I’m the Principal and I Broke the Dress Code. Permanently.
“You are safe. You are seen. You are celebrated.”
Something the author Toni Morrison said in an interview in the 90’s has stuck with me.
“When a kid walks in the door, does your face light up? When my kids were little and walked in the room I looked at them to see if they had buckled their trousers, or if their hair was combed. You think that your love and affection is on display because you’re caring for them, but it’s not. When they see you, they see the critical face, ‘What’s wrong now??’. But if you let your face speak what’s in your heart, then they know their own value.”
It’s something I think about as the mother of fabulously wild little beings who choose to shave one side of their head, or sport a faux hawk with bright green bangs, or, in the case of my youngest, to run around barefoot and windblown in whatever clothes are on top of the pile. I want my face to speak what’s in my heart toward them: love and affection and validation and joy.
I am also the Head of School at September School and I want to extend this same joyful welcome to each and every student who walks through the door. But we have a dress code. We had a dress code, I should say. But now I’m breaking it. And here’s why…
This summer, as my admin assistant prepared the Family and Student Handbook for the 2017–18 school year, I reviewed each section to see if any required update or clarification. I glanced at the Dress Code section and approved it for inclusion in this year’s handbook.
Although we support students who wish to express themselves through their attire, clothing and personal accessories deemed inappropriate, offensive, or distracting to the educational process for any reason must be changed or the student may be asked to leave campus.

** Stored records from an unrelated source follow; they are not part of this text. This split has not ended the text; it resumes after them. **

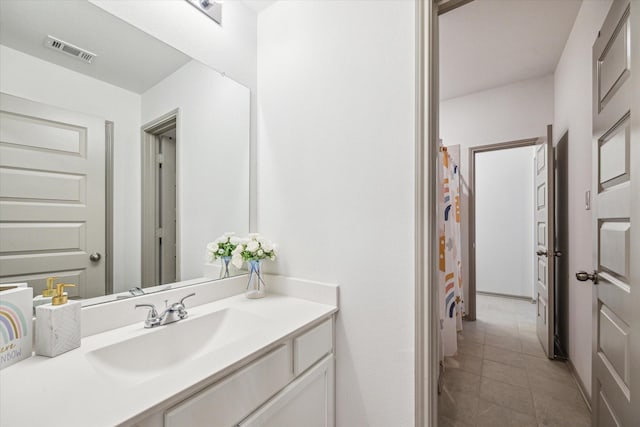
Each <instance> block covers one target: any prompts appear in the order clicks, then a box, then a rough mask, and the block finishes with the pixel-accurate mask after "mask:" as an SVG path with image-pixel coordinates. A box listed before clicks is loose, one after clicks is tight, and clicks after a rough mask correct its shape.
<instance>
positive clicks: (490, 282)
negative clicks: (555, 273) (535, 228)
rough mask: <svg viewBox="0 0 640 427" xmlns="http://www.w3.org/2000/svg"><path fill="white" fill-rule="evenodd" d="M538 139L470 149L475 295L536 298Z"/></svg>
mask: <svg viewBox="0 0 640 427" xmlns="http://www.w3.org/2000/svg"><path fill="white" fill-rule="evenodd" d="M537 142H538V139H537V138H531V139H524V140H519V141H511V142H504V143H499V144H491V145H483V146H476V147H470V148H469V169H470V170H469V199H468V203H469V246H470V247H469V295H468V296H467V306H468V311H467V318H468V320H475V319H476V311H477V304H476V294H478V293H480V294H486V295H496V296H503V297H514V298H520V299H526V300H530V301H533V302H535V300H536V298H535V284H534V282H533V276H534V274H533V269H534V268H535V265H534V263H535V258H534V251H533V248H534V241H535V239H534V236H535V225H534V224H535V215H534V212H535V207H534V198H535V193H534V191H535V190H534V187H535V165H534V161H535V144H536V143H537Z"/></svg>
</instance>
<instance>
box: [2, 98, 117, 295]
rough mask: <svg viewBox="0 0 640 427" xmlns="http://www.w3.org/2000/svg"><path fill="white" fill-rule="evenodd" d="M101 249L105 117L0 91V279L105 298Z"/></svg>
mask: <svg viewBox="0 0 640 427" xmlns="http://www.w3.org/2000/svg"><path fill="white" fill-rule="evenodd" d="M104 248H105V121H104V119H100V118H97V117H92V116H87V115H84V114H79V113H74V112H70V111H66V110H62V109H58V108H55V107H51V106H48V105H45V104H40V103H37V102H32V101H28V100H26V99H22V98H17V97H14V96H11V95H7V94H4V93H3V94H0V282H3V283H7V282H28V283H29V285H30V286H31V287H33V288H34V294H38V293H39V292H40V291H41V290H42V289H43V288H44V287H45V280H46V278H47V277H50V276H56V277H58V278H59V280H58V281H59V282H65V283H74V284H78V285H79V286H78V287H77V288H69V290H68V291H69V294H70V295H71V296H75V295H77V296H80V297H82V298H87V297H93V296H98V295H104V290H105V268H104V265H105V263H104V258H103V257H102V255H103V254H104ZM90 254H100V259H98V260H95V261H92V260H90ZM93 258H94V259H95V258H97V256H94V257H93Z"/></svg>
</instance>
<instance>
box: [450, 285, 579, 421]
mask: <svg viewBox="0 0 640 427" xmlns="http://www.w3.org/2000/svg"><path fill="white" fill-rule="evenodd" d="M535 307H536V306H535V305H534V304H531V303H530V302H527V301H523V300H516V299H510V298H500V297H494V296H485V295H478V296H477V310H476V313H477V320H476V321H475V322H465V323H464V326H463V331H462V332H460V333H459V334H458V355H457V356H456V357H451V358H446V360H445V367H446V371H445V374H444V380H443V387H442V388H443V390H442V393H441V395H440V396H439V401H438V411H439V417H440V418H439V422H438V426H439V427H450V426H456V427H457V426H460V427H466V426H476V427H483V426H490V427H508V426H513V427H516V426H517V427H521V426H522V427H529V426H532V427H534V426H535V427H542V426H557V427H573V426H575V427H581V426H585V427H589V426H590V425H591V421H590V414H589V411H588V410H587V406H586V405H585V403H584V401H583V400H582V397H581V395H580V391H579V390H578V387H577V385H576V383H575V381H574V379H573V377H572V376H571V373H570V372H569V369H568V368H567V366H566V364H565V363H563V362H556V361H552V360H549V359H547V358H546V356H545V355H544V352H543V350H542V346H541V345H540V343H539V341H538V338H537V336H536V332H535V331H536V323H535V321H536V320H535V319H536V317H535V316H536V313H535Z"/></svg>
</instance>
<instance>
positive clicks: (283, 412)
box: [238, 355, 334, 427]
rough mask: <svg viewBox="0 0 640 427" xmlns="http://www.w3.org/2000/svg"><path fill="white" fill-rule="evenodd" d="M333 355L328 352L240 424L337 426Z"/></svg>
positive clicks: (241, 424)
mask: <svg viewBox="0 0 640 427" xmlns="http://www.w3.org/2000/svg"><path fill="white" fill-rule="evenodd" d="M333 372H334V357H333V355H329V356H327V357H325V358H324V359H322V361H321V362H319V363H318V364H316V365H315V366H314V367H313V368H311V369H310V370H309V372H306V373H305V374H304V375H301V376H300V377H299V378H297V379H296V380H295V381H293V382H292V383H291V384H289V385H288V386H287V387H286V388H285V389H284V390H282V391H281V392H280V393H278V395H277V396H276V397H274V398H273V399H271V400H270V401H269V402H267V403H265V404H264V405H263V406H262V407H261V408H260V409H258V410H257V411H256V412H254V413H253V414H252V415H250V416H249V417H248V418H247V419H246V420H245V421H243V422H241V423H240V424H238V427H288V426H291V427H295V426H305V427H328V426H333V425H334V407H333V402H334V373H333Z"/></svg>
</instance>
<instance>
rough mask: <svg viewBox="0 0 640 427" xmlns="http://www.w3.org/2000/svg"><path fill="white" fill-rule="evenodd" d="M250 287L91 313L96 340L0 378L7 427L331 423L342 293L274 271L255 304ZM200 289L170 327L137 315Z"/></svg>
mask: <svg viewBox="0 0 640 427" xmlns="http://www.w3.org/2000/svg"><path fill="white" fill-rule="evenodd" d="M245 281H246V277H236V278H231V279H227V280H224V281H218V282H216V283H215V284H211V283H209V284H202V285H196V286H190V287H188V288H182V289H176V290H172V291H168V292H165V293H163V294H162V296H159V295H149V296H146V297H140V298H132V299H130V300H125V301H117V302H113V303H108V304H102V305H99V306H95V307H88V308H85V309H83V325H84V328H83V335H86V334H87V333H90V332H97V333H94V334H92V335H88V336H84V337H83V339H82V345H81V347H80V348H78V349H76V350H72V351H70V352H68V353H65V354H63V355H60V356H58V357H56V358H45V357H32V358H30V359H28V360H26V361H23V362H20V363H18V364H16V365H14V366H12V367H10V368H7V369H5V370H3V371H0V388H1V391H2V395H1V398H0V425H2V426H8V427H9V426H36V425H47V426H88V425H91V426H114V425H123V426H140V427H151V426H153V427H159V426H166V427H182V426H201V425H207V426H226V427H229V426H243V427H244V426H246V427H249V426H298V425H305V426H333V425H334V407H335V403H334V394H335V393H334V390H335V386H334V363H335V362H334V348H335V345H334V325H335V315H336V313H337V310H338V293H337V292H338V289H337V287H335V286H331V285H324V284H319V283H315V282H308V281H301V280H296V279H290V278H285V277H279V276H270V277H269V278H268V283H269V285H270V288H269V290H270V293H269V294H268V296H267V297H265V298H264V299H261V300H248V299H246V298H245V296H244V294H243V293H242V292H243V290H244V286H245V285H246V283H245ZM216 287H217V290H216ZM192 292H195V293H196V296H194V297H193V298H189V300H187V301H191V302H192V304H193V305H188V304H187V310H188V313H189V315H188V317H187V318H186V319H183V320H180V321H178V322H175V323H172V324H169V325H165V326H160V327H155V328H144V316H145V313H144V312H143V311H136V310H134V308H133V307H134V304H141V303H152V304H156V305H158V304H159V303H163V300H164V299H168V301H169V304H170V303H171V302H173V300H174V299H176V300H178V299H180V297H181V296H184V295H187V294H189V293H192ZM234 293H235V295H232V296H229V295H228V294H234ZM216 294H217V295H216ZM100 319H102V321H100ZM132 321H133V322H132ZM131 322H132V323H131ZM122 323H128V324H126V325H121V324H122ZM112 326H114V327H112ZM34 405H36V406H37V410H34V409H33V408H34Z"/></svg>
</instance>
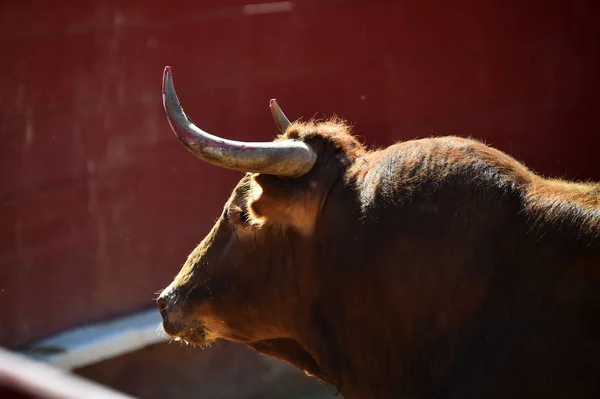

Inappropriate attire includes the following:
Excessively revealing clothing as determined by the administration and/or teachers
Clothing that carries logos, wording, or artwork that depicts or supports the use/abuse of drugs and alcohol, and associated paraphernalia
Clothing that carries slogans or wording that are intended to offend specific groups of people as it applies to their race, ethnicity, religion, sexuality, or gender.
While I didn’t write it, this is my second year as Head of School and this is the policy I signed off on. So I take full responsibility for what it says. And I find that it says more about who we are as a school than it does about choices that young people make regarding their clothing. I’m not okay with the message it sends our students. It turns out, neither are they.
I held a lunch meeting to discuss the dress code with a group of young women who are students at September School. I shared my perspective, as a 47 year old feminist,on why I choose to dress the way I do for school, and they listened. Then it was their turn.
They shared how it feels to be “dress coded” for wearing shorts or tank tops. One girl told us she had been asked to wear a different bra because her body was distracting to the class. Every girl in the room had a story to share about how they had been singled out, embarrassed, made to feel ashamed of their bodies and removed from class. Most of the time by a male teacher. I asked if they had seen boys “dress coded”. Only for shirts that broke the no drug reference rule.
That meeting was two weeks ago and my response has been brewing in my mind. In between meetings. During my commute. I knew what I wanted to say about the rules and about your clothes, but I couldn’t quite put into words what I wanted to say about each and every one of you. Until Toni Morrison’s word came back to mind. Until now.
Dear September School Students,
First let me start with I’m sorry. I’m sorry that I held power over your bodies while you were in school, over your choices in clothing, over your God given right to self expression. I’m sorry that there was an actual sentence in our handbook that started with the phrase, “Although we support students who wish to express themselves…”. That phrase is a load of crap (which you guys are really adept at picking up on. Sorry I’m late to the party on this one.). I’m sorry for every teacher that made you feel ashamed of your body or your clothes or your gender. To the girls: I’m sorry I valued my version of feminist principles more than I valued you, my actual female students. I’m sorry that this code made us, as educators, look too lazy to have the conversation about the objectification of women in our world and instead silenced you by cautioning you to “not be a distraction”. To the boys: I’m sorry this code made you out as weak minded animals unable to learn while there are breasts in the room.
This is what I want you to know about your bodies here at September School. You are safe. You are seen. You are celebrated. Every inch of you. Every one of you. And more important than what you wear on your body when you come to school, we welcome all the parts of you your body carries here. Your thoughts. Your opinions. Your feelings, joy and pain. Your quirks and anxieties and uncertainties. I trust you to uphold the Community Agreement you signed regarding substances and abuse. I trust you to choose what to wear.
This is the affirmation and validation that is in my heart for you. I hope you see it in my face when you walk through the door of our school. Consider the dress code broken. Permanently.
Kelly Molinet is the Head of School and Executive Director at September School. Kelly earned a BFA in Art History and Music from Syracuse University. She began a lifelong career in education working with urban youth at the Rescue Mission.